Figure S1 Amino acid sequences of the nine designed analogs.

Note: Interferon (IFN)-λ1 sequence is shown in red and IFN-λ3 sequence in blue.

Figure S2 Stability of analog protein preparations.

Notes: (A) A representative graph of HPLC analysis: an aliquot of PEG-analog-6 (0221) was kept at 40°C for 39 days. (B) Purity of PEG-analog-6 (0221, 0225, 0302) kept at 40°C for up to 39 days. (C) Concentrations of PEG-analog-6 (0221, 0225, 0302) kept at 40°C for up to 39 days.
Abbreviation: HPLC, high-performance liquid chromatography.

Figure S3 qRT-PCR analysis of MxA and OAS gene expression.
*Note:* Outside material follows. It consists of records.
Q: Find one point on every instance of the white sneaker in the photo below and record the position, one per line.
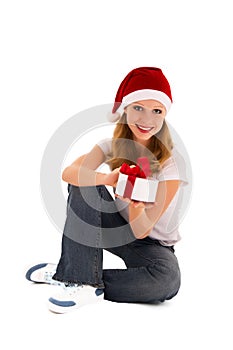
(73, 297)
(42, 273)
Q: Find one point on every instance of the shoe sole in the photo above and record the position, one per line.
(62, 307)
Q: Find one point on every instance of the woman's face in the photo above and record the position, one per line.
(145, 119)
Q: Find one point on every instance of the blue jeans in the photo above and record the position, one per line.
(152, 272)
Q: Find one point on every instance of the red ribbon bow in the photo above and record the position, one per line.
(142, 170)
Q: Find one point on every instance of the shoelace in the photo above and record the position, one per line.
(48, 276)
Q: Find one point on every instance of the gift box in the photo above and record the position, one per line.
(134, 182)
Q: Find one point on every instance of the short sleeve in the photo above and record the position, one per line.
(105, 145)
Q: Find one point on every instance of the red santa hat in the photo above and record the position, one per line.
(144, 83)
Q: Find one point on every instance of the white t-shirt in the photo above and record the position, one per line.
(174, 168)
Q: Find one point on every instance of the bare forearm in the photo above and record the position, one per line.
(82, 176)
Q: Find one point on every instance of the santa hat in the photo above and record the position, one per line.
(144, 83)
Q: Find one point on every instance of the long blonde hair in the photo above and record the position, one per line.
(124, 150)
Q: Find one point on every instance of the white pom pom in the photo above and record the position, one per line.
(113, 117)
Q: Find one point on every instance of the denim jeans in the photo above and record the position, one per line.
(152, 272)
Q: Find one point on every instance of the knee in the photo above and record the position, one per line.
(164, 286)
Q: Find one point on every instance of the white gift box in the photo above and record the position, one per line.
(144, 190)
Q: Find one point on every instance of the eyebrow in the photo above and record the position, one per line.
(157, 106)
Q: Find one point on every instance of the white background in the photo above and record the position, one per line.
(61, 57)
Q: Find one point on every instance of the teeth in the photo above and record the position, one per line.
(144, 128)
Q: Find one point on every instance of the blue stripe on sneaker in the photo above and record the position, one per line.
(62, 303)
(99, 291)
(32, 269)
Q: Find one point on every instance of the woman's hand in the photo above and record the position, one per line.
(136, 204)
(112, 178)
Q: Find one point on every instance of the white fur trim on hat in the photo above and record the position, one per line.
(148, 94)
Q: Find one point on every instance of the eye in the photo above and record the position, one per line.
(138, 108)
(157, 111)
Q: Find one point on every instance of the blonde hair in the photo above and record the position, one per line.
(124, 150)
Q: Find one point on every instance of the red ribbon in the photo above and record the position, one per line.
(142, 170)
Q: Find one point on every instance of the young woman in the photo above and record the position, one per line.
(142, 234)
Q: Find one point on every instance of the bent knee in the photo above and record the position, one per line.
(164, 286)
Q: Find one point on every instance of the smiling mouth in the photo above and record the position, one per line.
(144, 129)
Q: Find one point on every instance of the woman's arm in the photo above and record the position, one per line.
(82, 171)
(142, 219)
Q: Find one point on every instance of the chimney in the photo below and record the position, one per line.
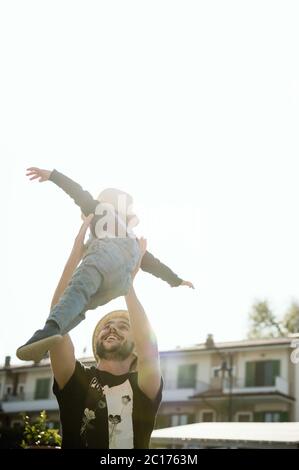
(7, 362)
(210, 342)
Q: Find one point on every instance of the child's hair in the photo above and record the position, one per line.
(120, 200)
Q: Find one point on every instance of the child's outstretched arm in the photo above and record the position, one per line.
(82, 198)
(152, 265)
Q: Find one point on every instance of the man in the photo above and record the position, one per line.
(112, 405)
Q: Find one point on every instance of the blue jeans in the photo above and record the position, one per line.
(104, 274)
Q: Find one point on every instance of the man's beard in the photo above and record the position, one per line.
(119, 352)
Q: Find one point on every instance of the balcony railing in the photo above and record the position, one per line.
(238, 386)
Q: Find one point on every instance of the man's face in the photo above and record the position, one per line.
(115, 340)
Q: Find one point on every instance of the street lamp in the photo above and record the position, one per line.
(226, 366)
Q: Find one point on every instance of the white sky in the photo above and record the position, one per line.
(190, 106)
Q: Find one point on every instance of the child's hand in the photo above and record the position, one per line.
(187, 283)
(142, 246)
(35, 173)
(83, 229)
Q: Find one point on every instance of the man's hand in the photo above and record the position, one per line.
(35, 173)
(142, 246)
(187, 283)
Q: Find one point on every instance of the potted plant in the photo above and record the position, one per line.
(38, 435)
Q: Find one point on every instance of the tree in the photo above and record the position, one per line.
(38, 434)
(264, 324)
(291, 319)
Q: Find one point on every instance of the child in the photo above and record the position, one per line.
(105, 271)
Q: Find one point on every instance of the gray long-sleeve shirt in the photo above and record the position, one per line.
(88, 206)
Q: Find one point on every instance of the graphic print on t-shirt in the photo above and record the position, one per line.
(116, 405)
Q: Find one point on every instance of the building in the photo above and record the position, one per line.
(250, 380)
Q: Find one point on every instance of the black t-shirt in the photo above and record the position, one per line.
(100, 410)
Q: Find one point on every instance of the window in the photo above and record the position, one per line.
(261, 373)
(182, 419)
(42, 389)
(244, 417)
(271, 416)
(207, 416)
(187, 376)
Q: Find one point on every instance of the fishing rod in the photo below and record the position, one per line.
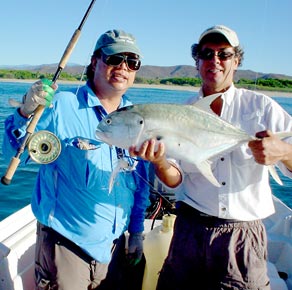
(6, 179)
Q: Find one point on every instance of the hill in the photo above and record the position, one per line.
(150, 71)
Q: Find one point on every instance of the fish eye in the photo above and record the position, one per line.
(108, 121)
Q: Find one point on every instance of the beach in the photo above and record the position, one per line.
(160, 87)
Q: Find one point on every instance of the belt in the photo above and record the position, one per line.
(62, 241)
(185, 209)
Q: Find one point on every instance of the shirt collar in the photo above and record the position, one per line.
(227, 96)
(93, 101)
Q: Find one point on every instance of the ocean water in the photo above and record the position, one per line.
(17, 195)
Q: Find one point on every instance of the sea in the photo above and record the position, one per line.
(18, 193)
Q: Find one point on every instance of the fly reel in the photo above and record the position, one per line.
(44, 147)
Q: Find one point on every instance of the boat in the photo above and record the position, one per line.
(17, 243)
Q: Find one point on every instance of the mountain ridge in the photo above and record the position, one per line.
(148, 71)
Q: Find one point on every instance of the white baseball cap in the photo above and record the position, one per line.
(228, 33)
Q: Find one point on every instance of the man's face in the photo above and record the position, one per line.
(217, 64)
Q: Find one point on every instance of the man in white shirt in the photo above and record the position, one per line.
(219, 239)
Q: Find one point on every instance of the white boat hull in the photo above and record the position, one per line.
(17, 243)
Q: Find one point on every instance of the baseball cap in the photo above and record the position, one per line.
(117, 41)
(228, 33)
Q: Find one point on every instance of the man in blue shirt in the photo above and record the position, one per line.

Notes: Cells were treated by 10 ng/mL proteins for 12 hours; MxA and OAS induction activity was significantly reduced after the proteins were treated at 95°C for 5 minutes, and a similarly prepared unrelated protein, human growth hormone, showed no activity.
Abbreviations: IL, interleukin; qRT-PCR, quantitative real-time polymerase chain reaction.

Figure S4 MTT assay.

Notes: (A and B) HEK293-ISRE-luciferase cells, (C) Huh-7.5.1 cells: cells were treated by serial dilutions of analog-6, analog-7, or IFN-λ1 (A), or PEG-analog-6, PEG-analog-7, PEG-IFN-λ1, or PEG-IFN-α2a (B and C).
Abbreviations: IFN, interferon; ISRE, IFN-stimulated response element; PEG-IFN, pegylated-interferon.

Figure S5 qRT-PCR measurement of changes in HCV RNA levels.

Notes: HCVcc-infected Huh-7.5.1 cells were treated by different concentrations of PEG-analog-6, PEG-analog-7, PEG-IFN-λ1, or PEG-IFN-α2a for 48 hours and HCV RNA levels in Huh-7.5.1 cells were measured by qRT-PCR using relative quantification and the 2^−ΔΔC(t) method. The results were expressed as fold of changes relative to untreated controls.
Abbreviations: HCV, hepatitis C virus; IFN, interferon; qRT-PCR, quantitative real-time polymerase chain reaction; PEG-IFN, pegylated-interferon.